As mentioned above, thyroid complications were significantly related to ISSWM score (p = 0.014). Therefore, we constructed the subgroup survival analysis for different ISSWM risk groups in WM/LPL patients. According to ISSWM, the entire cohort was divided into two risk grades: a low–intermediate-risk group (ISSWM 0-2) and a high-risk group (ISSWM 3-5). In the low–intermediate-risk group ( ), hypothyroidism and subclinical hypothyroidism patients were more likely to have an evidently shorter PFS (p = 0.01) compared with those patients without hypothyroidism, while no significant difference in OS (p = 0.06) was identified among the three subgroups. Subsequently, an evident survival difference was observed between patients with subclinical hypothyroidism and those without hypothyroidism in the early stage of WM/LPL. On the other hand, regardless of OS or PFS, there was no significance between the high-risk stage patients with subclinical hypothyroidism and those without hypothyroidism, while the high-risk stage patients with hypothyroidism were more likely to have evidently shorter PFS (p < 0.01) and OS (p < 0.05) ( ). These results indicate that hypothyroidism and subclinical hypothyroidism may have diverse outcomes at different stages of the patients, and WM/LPL patients with subclinical hypothyroidism should be given equal concern as those with hypothyroidism at the early ISSWM stage since they might share an undesirable survival outcome.
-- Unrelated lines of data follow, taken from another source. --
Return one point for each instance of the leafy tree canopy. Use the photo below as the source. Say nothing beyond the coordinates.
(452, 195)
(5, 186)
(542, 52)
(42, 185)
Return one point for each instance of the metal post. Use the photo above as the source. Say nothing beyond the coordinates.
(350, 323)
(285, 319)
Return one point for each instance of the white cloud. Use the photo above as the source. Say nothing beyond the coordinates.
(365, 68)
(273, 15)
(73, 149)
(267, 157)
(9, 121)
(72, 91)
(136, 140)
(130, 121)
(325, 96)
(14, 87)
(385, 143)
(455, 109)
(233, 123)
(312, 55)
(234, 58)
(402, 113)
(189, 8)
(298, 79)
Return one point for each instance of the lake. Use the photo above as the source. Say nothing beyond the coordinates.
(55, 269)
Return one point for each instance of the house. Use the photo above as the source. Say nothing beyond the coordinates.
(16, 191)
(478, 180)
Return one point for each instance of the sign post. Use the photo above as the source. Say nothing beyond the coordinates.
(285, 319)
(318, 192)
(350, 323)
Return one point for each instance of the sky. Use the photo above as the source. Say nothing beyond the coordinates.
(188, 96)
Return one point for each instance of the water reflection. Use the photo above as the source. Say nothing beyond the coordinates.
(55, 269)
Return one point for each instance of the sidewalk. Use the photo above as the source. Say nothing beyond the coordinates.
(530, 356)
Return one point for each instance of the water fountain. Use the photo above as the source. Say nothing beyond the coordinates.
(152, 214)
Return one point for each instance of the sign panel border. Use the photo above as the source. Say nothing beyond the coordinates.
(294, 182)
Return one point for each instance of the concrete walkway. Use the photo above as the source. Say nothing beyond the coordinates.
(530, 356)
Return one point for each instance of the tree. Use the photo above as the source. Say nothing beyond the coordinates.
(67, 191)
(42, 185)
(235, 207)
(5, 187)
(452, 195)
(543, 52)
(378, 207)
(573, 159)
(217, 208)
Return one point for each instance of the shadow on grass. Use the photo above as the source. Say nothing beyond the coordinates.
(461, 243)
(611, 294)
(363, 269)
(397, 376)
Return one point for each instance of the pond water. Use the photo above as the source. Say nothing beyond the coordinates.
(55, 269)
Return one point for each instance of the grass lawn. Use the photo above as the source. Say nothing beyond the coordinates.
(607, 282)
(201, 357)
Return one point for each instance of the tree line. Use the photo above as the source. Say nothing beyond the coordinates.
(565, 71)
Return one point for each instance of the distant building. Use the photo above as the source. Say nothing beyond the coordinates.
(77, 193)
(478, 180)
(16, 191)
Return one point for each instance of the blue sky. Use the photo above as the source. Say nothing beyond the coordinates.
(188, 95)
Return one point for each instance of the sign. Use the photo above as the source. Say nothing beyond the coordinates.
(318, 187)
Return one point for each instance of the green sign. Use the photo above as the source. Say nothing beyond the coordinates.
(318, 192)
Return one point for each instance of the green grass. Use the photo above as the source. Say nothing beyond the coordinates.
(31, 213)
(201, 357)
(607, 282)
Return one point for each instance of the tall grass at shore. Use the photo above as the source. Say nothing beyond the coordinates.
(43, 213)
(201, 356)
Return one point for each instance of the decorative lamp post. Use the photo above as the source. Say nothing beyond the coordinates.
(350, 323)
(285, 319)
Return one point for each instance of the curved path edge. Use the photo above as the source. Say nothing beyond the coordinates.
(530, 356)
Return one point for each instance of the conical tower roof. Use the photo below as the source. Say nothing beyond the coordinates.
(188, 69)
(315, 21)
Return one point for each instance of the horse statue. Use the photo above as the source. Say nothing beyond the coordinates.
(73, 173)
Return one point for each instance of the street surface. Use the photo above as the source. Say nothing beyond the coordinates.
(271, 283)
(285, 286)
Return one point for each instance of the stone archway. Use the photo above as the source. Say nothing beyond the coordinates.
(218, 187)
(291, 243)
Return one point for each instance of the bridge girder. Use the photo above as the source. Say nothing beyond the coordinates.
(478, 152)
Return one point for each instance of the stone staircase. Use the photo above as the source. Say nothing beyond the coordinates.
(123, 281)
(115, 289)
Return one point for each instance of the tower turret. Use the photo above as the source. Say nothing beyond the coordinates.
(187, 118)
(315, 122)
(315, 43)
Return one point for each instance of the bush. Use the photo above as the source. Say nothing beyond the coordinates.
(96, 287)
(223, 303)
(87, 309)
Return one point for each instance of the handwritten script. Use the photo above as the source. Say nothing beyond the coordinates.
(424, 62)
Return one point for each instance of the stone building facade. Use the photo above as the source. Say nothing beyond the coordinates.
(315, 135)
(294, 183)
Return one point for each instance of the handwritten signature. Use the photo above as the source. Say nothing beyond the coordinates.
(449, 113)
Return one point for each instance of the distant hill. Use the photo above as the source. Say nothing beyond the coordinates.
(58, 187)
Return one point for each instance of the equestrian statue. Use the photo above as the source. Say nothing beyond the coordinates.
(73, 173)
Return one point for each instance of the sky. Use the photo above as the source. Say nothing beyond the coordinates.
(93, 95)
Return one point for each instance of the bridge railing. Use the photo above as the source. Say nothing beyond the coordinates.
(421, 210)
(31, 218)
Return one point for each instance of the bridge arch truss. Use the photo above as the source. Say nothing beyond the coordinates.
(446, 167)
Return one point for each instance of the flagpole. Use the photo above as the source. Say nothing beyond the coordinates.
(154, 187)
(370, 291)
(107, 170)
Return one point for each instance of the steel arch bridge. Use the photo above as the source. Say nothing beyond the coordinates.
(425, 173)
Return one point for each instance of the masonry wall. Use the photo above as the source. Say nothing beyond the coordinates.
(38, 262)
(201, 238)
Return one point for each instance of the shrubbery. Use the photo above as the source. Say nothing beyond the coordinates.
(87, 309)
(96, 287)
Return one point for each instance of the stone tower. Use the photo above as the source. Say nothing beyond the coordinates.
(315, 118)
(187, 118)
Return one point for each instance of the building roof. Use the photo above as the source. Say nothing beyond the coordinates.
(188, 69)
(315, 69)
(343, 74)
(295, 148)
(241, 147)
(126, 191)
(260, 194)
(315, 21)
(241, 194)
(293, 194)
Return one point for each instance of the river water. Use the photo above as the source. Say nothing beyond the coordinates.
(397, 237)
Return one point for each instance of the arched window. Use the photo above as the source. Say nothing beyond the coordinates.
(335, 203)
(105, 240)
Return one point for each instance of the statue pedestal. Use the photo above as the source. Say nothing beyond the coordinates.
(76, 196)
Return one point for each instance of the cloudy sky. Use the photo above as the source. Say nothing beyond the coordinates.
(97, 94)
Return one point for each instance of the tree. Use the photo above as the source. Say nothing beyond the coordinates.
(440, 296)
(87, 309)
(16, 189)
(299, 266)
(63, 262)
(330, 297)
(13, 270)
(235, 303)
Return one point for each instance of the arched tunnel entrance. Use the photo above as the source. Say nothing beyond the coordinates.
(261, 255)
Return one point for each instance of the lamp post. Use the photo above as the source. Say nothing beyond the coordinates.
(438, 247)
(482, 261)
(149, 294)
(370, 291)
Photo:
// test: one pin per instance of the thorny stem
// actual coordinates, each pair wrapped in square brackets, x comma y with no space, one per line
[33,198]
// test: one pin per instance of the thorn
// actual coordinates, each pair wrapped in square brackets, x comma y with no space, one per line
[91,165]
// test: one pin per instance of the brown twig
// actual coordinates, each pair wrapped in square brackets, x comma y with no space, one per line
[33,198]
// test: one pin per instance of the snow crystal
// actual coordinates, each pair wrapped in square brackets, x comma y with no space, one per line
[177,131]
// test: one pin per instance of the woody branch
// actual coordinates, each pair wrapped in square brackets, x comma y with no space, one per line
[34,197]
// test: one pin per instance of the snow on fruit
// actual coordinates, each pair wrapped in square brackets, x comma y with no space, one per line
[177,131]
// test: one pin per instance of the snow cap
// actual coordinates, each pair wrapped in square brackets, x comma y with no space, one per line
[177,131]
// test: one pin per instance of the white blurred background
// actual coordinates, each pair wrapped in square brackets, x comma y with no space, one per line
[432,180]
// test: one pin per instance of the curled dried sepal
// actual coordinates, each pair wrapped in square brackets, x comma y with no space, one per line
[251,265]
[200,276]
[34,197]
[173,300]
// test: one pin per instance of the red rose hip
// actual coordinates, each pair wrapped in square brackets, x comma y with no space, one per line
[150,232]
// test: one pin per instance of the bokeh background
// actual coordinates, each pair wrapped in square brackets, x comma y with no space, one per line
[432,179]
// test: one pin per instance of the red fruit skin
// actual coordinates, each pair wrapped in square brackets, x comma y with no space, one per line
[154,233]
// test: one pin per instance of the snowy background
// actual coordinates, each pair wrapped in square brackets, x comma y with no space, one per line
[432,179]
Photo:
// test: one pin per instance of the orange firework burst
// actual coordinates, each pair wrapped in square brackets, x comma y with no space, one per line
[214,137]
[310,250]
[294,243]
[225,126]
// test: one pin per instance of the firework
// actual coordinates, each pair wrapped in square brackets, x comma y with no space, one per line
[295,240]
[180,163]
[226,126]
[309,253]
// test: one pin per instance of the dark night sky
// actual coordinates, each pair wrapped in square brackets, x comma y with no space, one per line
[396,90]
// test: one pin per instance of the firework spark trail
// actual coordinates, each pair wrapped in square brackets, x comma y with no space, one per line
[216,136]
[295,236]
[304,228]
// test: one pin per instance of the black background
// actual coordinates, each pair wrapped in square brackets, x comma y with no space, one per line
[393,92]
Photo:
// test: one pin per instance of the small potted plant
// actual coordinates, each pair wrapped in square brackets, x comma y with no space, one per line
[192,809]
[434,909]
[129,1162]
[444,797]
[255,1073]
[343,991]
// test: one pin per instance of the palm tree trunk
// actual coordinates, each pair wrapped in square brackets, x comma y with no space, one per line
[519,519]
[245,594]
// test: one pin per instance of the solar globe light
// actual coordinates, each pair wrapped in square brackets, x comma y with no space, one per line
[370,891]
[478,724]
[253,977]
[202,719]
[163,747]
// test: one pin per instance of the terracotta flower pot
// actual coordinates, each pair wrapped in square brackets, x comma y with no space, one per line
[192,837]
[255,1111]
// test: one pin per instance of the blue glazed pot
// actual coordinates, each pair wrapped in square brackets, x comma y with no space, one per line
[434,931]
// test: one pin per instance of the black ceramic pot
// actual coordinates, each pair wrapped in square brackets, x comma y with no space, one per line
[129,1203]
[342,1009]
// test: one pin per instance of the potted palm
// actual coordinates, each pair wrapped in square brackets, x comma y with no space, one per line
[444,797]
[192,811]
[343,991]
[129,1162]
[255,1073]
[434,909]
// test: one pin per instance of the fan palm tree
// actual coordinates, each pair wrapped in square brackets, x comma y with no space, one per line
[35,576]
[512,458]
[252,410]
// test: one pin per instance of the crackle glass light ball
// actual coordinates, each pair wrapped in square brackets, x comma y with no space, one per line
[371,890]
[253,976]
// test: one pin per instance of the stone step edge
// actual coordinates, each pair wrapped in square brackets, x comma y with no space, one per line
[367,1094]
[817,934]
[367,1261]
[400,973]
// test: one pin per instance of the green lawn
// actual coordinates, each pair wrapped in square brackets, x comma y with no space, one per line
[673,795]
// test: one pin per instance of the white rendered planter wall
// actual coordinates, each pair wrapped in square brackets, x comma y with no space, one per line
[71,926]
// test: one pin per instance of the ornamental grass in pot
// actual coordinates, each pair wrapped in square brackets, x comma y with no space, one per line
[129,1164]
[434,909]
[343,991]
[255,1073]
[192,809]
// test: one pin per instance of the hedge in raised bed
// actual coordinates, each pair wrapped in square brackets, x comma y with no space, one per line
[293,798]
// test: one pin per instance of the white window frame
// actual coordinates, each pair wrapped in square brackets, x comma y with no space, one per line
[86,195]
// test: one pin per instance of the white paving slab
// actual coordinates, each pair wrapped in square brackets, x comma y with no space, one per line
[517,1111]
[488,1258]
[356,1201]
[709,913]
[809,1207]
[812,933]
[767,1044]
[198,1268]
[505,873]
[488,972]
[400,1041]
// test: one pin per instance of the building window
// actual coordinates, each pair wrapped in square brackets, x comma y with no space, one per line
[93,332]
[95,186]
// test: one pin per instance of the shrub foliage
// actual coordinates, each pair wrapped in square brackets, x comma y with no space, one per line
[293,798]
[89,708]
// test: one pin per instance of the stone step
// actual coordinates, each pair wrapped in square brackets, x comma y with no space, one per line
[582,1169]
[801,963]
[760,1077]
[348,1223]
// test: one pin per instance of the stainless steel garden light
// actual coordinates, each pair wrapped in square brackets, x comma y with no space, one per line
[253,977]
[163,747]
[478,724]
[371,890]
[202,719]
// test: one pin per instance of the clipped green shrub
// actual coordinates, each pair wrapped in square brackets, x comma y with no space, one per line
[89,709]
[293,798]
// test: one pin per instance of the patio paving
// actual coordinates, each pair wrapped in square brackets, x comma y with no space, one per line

Th-ISS, a Better Prognostic Index for WM/LPL

Multivariate analysis showed that thyroid complications were the prognostic factor that independently predicted worse PFS in WM/LPL patients. Thus, adding the criterion of thyroid complications to ISSWM might improve its predictive capacity. Accordingly, a novel prognostic index (Th-ISS) can be generated by the sum of adding one point for thyroid complications to the original ISSWM. Considering the negative association between IgM levels and thyroid complications, thyroid complications concurrent with IgM ≤ 30 g/L will add two points to the original ISSWM. As a result, the Th-ISS index demonstrated a statistically significantly larger AUC compared with ISSWM alone in PFS evaluation (Th-ISS, AUC: 0.779, SE: 0.055, 95% CI: 0.667–0.867; ISSWM, AUC: 0.736, SE: 0.060, 95% CI: 0.620–0.831; p = 0.04) ( ). However, there is no evident significance in OS evaluation (Th-ISS, AUC: 0.733, SE: 0.091, 95% CI: 0.618–0.829; ISSWM, AUC: 0.652, SE: 0.087, 95% CI: 0.534–0.759; p = 0.12) ( ).

Figure 3

An extended ISSWM score based on thyroid complications. (A, B) The areas under the curve (AUC) comparison between prognostic index including thyroid complications alone, ISSWM, and combination (ISSWM) for PFS and OS prediction. (C, D) Kaplan–Meier curves of PFS and OS for different ISSWM risk grades. (E, F) Kaplan–Meier curves of PFS and OS for different Th-ISS risk grades.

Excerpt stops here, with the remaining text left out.